A plain but short statement of our national losses will show the necessity of economizing the goods we still possess, financial as well as physical.
Independent of the stagnation of trade which paralyzes every branch of our commerce, we have lately had losses through foreign loans more severe than any we have experienced during the present century.
Since the announcement by Turkey in October, 1875, that the interest on the Turkish debt would be reduced, there has been a great fall in foreign stocks. The debt of Turkey—roughly speaking, £200,000,000—has fallen, say, £125,000,000 in value. Egyptian securities, not including the floating debt, approximately estimated at £60,000,000, have fallen some £20,000,000 in value. In smaller stocks the fall has probably been some £20,000,000; and since the breaking out of the Eastern Question, Russian stocks, at an aggregate of about £165,000,000, have fallen 12 per cent., or a sum equal to more than £20,000,000 sterling.
Besides these calamities there have been in England, as shown by a recent return, 1,797 commercial failures, representing liabilities of £30,000,000 sterling, and it has been calculated that of the firms and persons occupied in business, 3 per cent. have been unable to meet their engagements.

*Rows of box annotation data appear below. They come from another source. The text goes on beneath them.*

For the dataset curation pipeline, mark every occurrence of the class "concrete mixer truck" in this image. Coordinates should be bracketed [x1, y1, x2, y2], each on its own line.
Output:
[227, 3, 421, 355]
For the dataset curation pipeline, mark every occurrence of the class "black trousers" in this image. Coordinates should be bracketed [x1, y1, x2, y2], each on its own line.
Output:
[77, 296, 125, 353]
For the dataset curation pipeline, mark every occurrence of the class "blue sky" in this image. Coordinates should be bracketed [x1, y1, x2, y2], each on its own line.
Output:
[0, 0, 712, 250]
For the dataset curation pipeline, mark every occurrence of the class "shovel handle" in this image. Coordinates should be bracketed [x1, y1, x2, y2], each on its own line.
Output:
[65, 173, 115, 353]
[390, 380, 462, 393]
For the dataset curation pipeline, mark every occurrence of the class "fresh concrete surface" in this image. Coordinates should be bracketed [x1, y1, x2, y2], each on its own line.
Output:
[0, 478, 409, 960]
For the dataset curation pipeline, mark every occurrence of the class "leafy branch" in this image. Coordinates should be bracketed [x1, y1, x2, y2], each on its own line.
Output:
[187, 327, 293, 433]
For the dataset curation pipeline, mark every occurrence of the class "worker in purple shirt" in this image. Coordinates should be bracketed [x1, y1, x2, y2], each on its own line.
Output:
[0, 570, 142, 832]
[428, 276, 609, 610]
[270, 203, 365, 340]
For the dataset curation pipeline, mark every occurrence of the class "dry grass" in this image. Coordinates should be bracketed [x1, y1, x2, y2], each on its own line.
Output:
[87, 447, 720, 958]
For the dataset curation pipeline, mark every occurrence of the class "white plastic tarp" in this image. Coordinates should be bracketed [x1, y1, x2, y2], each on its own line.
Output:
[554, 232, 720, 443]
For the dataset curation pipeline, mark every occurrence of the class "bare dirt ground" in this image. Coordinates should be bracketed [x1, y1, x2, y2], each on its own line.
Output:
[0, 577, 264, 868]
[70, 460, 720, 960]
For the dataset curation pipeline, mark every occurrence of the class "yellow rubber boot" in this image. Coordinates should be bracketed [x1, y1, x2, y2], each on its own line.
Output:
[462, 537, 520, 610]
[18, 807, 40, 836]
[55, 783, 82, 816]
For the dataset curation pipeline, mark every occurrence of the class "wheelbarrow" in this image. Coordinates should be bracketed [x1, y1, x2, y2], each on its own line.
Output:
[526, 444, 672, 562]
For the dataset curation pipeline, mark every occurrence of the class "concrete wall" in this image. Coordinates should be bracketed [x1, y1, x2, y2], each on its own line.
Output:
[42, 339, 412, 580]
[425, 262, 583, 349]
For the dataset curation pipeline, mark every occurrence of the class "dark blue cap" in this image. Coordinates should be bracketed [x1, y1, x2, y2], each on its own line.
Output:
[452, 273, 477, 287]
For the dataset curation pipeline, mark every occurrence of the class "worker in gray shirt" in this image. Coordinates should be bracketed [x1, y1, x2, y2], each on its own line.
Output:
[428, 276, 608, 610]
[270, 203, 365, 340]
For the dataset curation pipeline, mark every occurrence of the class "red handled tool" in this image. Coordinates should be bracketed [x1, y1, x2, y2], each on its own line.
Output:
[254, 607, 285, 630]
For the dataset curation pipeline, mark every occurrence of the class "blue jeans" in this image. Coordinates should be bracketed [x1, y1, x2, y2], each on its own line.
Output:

These losses will account for less familiar faces being seen in the Park in the season, for the numerous houses unlet in fashionable quarters, for grouse-moors going almost begging; and, among many other significant facts, Tattersall, who generally has 150 applications for coachmen on his books, has now 150 coachmen applying to him for situations.
In our present abundance of money, through dearth of safe investments, many persons have purchased art treasures; which would be wise, but for the pain it always causes to part with things that have once adorned our homes, which makes this not a happy speculation.
It would be the part of a screech-owl to cry Woe! woe! and hoot triumphantly over the distresses of our country; but there seems so much of hope and promise in the fact of our meeting reverses of fortune with courage, that we cannot feel that a real disaster has overtaken us. We have in the case of France an example of how a great nation can rise renewed in strength out of overwhelming troubles, and our trial is less severe than that of France.
It is not good for any people to sit down to eat and drink and rise up to play, any more than it is good for children to feed upon delicacies in lieu of simple fare. Persons suddenly reduced from affluence to comparative poverty may be glad of a few hints to show them how happiness and refinement are by no means incompatible with a smaller condition of fortune, with a shorter purse; for, after all, the purse is not the pleasure, it only helps us to procure it; our own taste and feeling must teach us what true pleasure is.
It may be demurred that some of the household improvements suggested in this book would be expensive to carry out—such, for instance, as the arrangement of the kitchen; and this is true: but looked at as an investment, they would yield large interest, and it might be prudent to invest under one's own eye, in one's own house, some of the capital we cannot afford to sink. If used in economizing wages, it will give us a profitable return.
We do not hesitate to lay out money in improvements on our farms. Why, then, need we fear to arrange our dwellings in accordance with principles of true economy, so that the ladies of our families may be able to co-operate with us in advancing the benefit of all? Every family might be its own Economical Housekeeping Company (Limited), comprising in itself its shareholders and board of directors, realizing cent. per cent. for its money, because £200 a year would go as far as £400.